Bruxelles a en effet fixé à 35 le nombre maximal autorisé de jours pour lesquels le seuil d’information (50 microgrammes par mètre cube en moyenne sur 24h) est dépassé sur une station de mesure.
Pour réduire de façon significative les concentrations de PM10, il est donc urgent de réformer la législation actuelle sur la qualité de l’air. Un défi d’autant plus grand que la révision du paquet européen, proposée le 18 décembre 2013 par Bruxelles, a été supprimé de l’agenda 2015 par la nouvelle Commission, c’est pourquoi certains députés européens avait fortement réagit à cette annonce.
En septembre dernier, l’Ineris avait déjà présenté une étude sur les effets de cette nouvelle proposition législative attendus en 2030, montrant que les nouveaux plafonds d’émission seraient dépassés dans plusieurs régions françaises, dont l’Ile-de-France, le Nord-Pas-de-Calais, l’Alsace, Rhône-Alpes, ou Provence-Alpes-Côte d’Azur. Pour être efficaces, les politiques de réduction de la pollution atmosphérique doivent donc être complétées au niveau régional.

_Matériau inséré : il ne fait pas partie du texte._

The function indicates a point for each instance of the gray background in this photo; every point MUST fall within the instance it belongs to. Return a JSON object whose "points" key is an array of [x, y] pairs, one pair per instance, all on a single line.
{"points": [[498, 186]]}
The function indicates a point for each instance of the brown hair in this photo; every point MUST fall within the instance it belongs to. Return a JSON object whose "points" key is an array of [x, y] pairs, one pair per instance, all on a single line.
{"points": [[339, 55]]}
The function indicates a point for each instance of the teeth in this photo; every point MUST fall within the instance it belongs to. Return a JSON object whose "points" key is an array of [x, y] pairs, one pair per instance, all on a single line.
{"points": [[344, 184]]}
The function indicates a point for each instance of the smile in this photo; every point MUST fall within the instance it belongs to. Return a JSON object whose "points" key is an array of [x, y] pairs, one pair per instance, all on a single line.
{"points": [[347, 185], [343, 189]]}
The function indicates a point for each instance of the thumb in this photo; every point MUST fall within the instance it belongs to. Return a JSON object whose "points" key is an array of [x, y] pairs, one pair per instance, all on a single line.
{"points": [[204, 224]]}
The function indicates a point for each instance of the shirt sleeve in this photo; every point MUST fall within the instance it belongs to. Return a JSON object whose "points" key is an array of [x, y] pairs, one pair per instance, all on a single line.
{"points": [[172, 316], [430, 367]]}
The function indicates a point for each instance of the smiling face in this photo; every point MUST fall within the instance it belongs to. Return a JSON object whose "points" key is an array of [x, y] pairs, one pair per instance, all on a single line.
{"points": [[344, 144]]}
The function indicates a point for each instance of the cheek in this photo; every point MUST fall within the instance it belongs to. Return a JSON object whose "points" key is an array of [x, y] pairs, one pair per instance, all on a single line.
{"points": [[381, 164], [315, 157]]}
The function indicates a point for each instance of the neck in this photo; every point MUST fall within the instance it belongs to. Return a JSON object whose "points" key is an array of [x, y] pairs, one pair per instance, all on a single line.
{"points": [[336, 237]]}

Les chercheurs se sont d’ailleurs intéressés aux effets d’un scénario volontariste. Résultat: si toutes les technologies disponibles pour réduire la pollution aux particules étaient mises en place en Europe, 99% des stations de mesure correspondraient à la législation européenne en 2030, estiment les scientifiques.
Si la composition chimique et la provenance géographique de ces particules varient fortement d’un endroit à l’autre, les PM10 émises localement proviennent toujours essentiellement du trafic routier et de certains systèmes de chauffage domestique (au bois et au charbon).
Par ailleurs une récente étude américaine de l’American Journal of Epidemiology soulignait qu’en plus des conséquences sanitaires jusqu’à présent souvent évoquées une recrudescence de suicides pourrait être liée aussi à ces épisodes de pollution atmosphérique en particulier aux oxydes d’azote.